Ich habe Fettes Brot sogar mal selbst live erlebt, in der Color Line Arena, das war leider nix, bzw., kann sein, dass es gut war, aber ich konnte weder was sehen, noch hören, das Geld für Großleinwände oder Lautsprecher wurde wohl anderweitig investiert. Ich erkannte lediglich drei Pünktchen da vorne, die hüpften. Ich hopfte, denn an mobilen Bierverkaufsmenschen war nicht gespart worden. Es wurde also ein HüpfHopf-Konzert sozusagen, immerhin.

Aber Stadionkonzerte sind eigentlich sowieso immer Müll. Kein Wunder, dass sie soviel Zulauf haben. Menschen wollen viele sein und das geht eben nur mit kleinsten Nennern. Oder größten Nennern? Welche sind nochmal die richtigen Nenner, Männer? Jedenfalls: Wo alle reinpassen sollen, muss man nun mal die Kanten abschleifen, sonst tun sich alle weh.

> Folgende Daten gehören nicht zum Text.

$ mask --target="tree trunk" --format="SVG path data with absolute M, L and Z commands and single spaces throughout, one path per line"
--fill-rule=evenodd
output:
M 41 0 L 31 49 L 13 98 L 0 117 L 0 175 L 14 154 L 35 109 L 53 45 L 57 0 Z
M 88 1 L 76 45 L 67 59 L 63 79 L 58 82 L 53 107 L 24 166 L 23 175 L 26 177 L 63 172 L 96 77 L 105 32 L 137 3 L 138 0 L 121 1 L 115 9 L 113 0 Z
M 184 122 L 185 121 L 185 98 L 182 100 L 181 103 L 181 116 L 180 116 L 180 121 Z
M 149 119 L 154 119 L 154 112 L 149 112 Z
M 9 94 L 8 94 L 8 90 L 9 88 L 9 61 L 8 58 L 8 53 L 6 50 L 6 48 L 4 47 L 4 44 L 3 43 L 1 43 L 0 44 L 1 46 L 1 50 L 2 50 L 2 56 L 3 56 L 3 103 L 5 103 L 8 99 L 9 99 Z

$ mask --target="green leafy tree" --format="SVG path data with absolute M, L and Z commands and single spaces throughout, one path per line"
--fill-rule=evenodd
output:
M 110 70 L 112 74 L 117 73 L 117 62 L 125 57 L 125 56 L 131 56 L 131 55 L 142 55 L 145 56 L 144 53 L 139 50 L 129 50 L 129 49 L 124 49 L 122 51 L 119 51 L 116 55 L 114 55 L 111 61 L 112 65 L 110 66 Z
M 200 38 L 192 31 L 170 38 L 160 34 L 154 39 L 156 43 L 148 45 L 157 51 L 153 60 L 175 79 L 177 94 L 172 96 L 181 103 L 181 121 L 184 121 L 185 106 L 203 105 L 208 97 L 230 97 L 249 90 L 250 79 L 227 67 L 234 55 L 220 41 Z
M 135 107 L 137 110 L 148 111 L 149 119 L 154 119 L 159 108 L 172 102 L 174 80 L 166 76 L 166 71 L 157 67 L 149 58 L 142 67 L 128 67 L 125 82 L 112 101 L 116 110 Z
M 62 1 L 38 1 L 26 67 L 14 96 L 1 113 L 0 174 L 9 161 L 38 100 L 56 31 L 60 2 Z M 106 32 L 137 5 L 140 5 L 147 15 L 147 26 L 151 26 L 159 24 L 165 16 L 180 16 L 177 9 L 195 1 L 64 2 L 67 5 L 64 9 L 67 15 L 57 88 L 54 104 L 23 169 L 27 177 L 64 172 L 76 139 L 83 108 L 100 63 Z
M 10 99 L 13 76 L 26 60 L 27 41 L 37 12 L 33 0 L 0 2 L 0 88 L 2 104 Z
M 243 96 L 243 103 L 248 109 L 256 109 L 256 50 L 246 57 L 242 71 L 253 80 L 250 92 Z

Worauf wollte ich gerade hinaus? Mir ist ganz blümerant vom Frühstücksflockenbrei, außerdem glaube ich, im Bademantel wohnen Zwicktierchen. Überall kratzt und juckt es. Fettes Brot erzählen in dem Konzertvideo bei einem kurzen Blick hinter die Kulissen, sie würden ihre Bühnenklamotten aus Frischeduftgründen allabendlich mit Wodka einsprühen, weil sie auf Tour nicht täglich zum Waschen kommen würden. Sie berufen sich dabei auf Madonna, von der der Tipp angeblich stammt. Einen anderen Tipp von Madonna las ich in den frühen 80ern als Praeteenie in der Bravo, sie empfahl dort das Pinkeln unter der Dusche als sinnliches Erlebnis, und mir wurde beim Lesen etwas seltsam in Bereichen. Leider hatten wir nur Badewannen. Inzwischen habe ich zwar eine Dusche, aber keine Waschmaschine, weshalb ich den Wodkatipp viel interessanter finde.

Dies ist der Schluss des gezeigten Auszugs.